Every spring since I can remember, my mother has shown off her green thumb by transforming the front yard into a colorful oasis. When the newly-planted flowers opened in full bloom, she would excitedly urge each passerby to smell them. Each time I would lean over a flower to enjoy the aroma, I remember wondering--just for a flickering moment- -why she thought smelling the flowers was supposed to be so intriguing. As I sniffed for the pleasant smell that she assured me was hiding within the flower, I was never engulfed in any obvious cloud of scent. I remember peering directly into brightly colored petals that reminded me of my mother and so diligently trying to find the pleasant smell that eventually I convinced myself I could smell it. I wanted so badly to share my mother’s excitement, so I always told her that I enjoyed the smell. The strange mixture of confusion and uneasiness that I felt when my head was buried in silky flower petals had a way of lingering even when the flowers were no longer in bloom and snow fell on our East Tennessee farm.
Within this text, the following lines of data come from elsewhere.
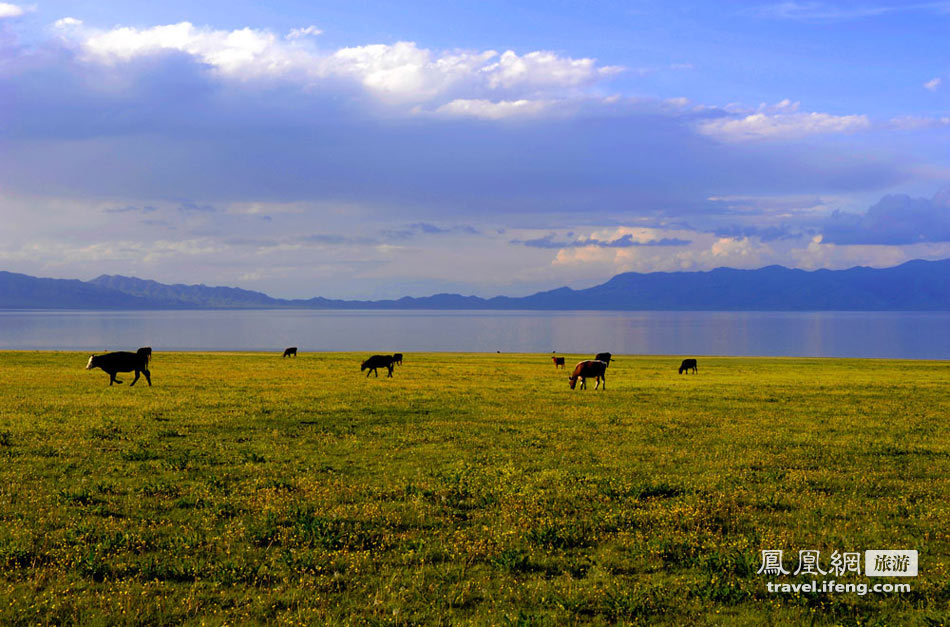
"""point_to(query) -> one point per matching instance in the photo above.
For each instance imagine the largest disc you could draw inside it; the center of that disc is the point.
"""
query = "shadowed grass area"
(468, 488)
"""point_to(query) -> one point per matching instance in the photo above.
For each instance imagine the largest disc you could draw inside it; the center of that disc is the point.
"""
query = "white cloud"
(297, 33)
(489, 110)
(542, 69)
(400, 73)
(67, 22)
(11, 10)
(781, 121)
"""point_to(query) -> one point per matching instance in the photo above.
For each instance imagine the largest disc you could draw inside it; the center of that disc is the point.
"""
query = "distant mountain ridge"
(913, 286)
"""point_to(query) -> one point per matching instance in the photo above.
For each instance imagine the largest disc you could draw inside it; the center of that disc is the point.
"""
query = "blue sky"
(370, 149)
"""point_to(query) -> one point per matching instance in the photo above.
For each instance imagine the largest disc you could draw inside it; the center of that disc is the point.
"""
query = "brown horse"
(590, 368)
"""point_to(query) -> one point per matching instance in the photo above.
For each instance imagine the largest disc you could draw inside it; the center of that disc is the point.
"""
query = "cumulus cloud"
(401, 72)
(781, 121)
(67, 22)
(624, 241)
(488, 110)
(297, 33)
(896, 219)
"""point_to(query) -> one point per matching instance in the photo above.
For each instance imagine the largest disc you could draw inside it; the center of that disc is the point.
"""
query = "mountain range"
(913, 286)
I have always been convinced that my mother was somehow part bloodhound, as she is always seemingly able to identify the source of any scent floating within what seems like a 50-mile radius of her nose. Many times, when my family of four was packed into our gold Subaru Forester for a road trip, I was awakened from a nap in my booster seat by a shrill, “Sheeew!”

“Do you all smell that skunk?” my mother would ask as her face contorted into a grimace.

It was not unusual for the rest of us to turn and look at each other in confusion as we sniffed for the elusive stench. Within the next few moments, though, my father and sister would grimace in agreement as their noses detected the skunk. Almost as if in a moment of déjà vu, my nose never burned with a force that produced a grimace, and no car- toonish light bulb appeared above my head. Instead, my eyes closed, and I willed my nose to become a radar, sending out radio waves sure to detect any smell within its path. After see- ing the rest of my family experience such outward reactions to the skunk’s odor, my subconscious mind began to play tricks on me.

“I think I feel something,” I thought to myself. “That faint itching sensation in your nose is probably the skunk’s smell.”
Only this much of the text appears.